Given the fairly steady barrage of gender-specific, sexually-charged conduct that Plaintiff is alleged to have been subjected to over a relatively short period of time, a rational factfinder could conclude that the gender-based harassment was so pervasive, such that Plaintiff’s workplace was “permeated with discriminatory intimidation, ridicule, and insult.” Delsa, 976 F.3d at 1176; see, e.g., Gordon v. CompResults, LLC, No. 11-2547, 2013 WL 656886, at *11 (D. Kan. Feb. 22, 2013) (finding disputed issues of material fact which precluded summary judgment on a sexually hostile work environment claim, where there was evidence that, over the course of two years, the plaintiff’s supervisor “displayed provocative photographs of women on his computer,” “had physical romantic interactions in the office” with another female employee, made jokes on several occasions “about employees or clients belonging to an advocacy group for pedophiles,” and made “profane jokes” at a business meeting regarding “women’s hormones”).

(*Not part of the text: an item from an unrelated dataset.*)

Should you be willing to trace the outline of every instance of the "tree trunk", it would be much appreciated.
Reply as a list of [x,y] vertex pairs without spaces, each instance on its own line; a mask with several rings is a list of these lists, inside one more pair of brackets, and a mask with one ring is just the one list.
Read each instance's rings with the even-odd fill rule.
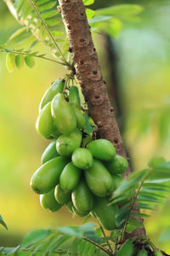
[[[98,55],[94,48],[82,0],[59,0],[63,22],[72,53],[76,75],[79,80],[90,116],[98,125],[98,135],[110,141],[116,154],[127,158],[114,109],[110,105],[105,82],[103,79]],[[124,177],[130,173],[129,168]],[[140,219],[143,222],[142,219]],[[144,229],[131,234],[144,237]]]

Therefore, Defendants are not entitled to summary judgment based on the “severity or pervasiveness” element of Plaintiff’s Title VII hostile work environment claim.

[Cleaned up.]

The court proceeded to consider, and reject, defendant’s argument that it was not liable for the sexual harassment upon application of the so-called “Faragher/Ellerth” affirmative defense,  since there was “a disputed fact issue as to whether Dreamstyle took reasonable care to correct claims of sexual harassment of which it was aware.”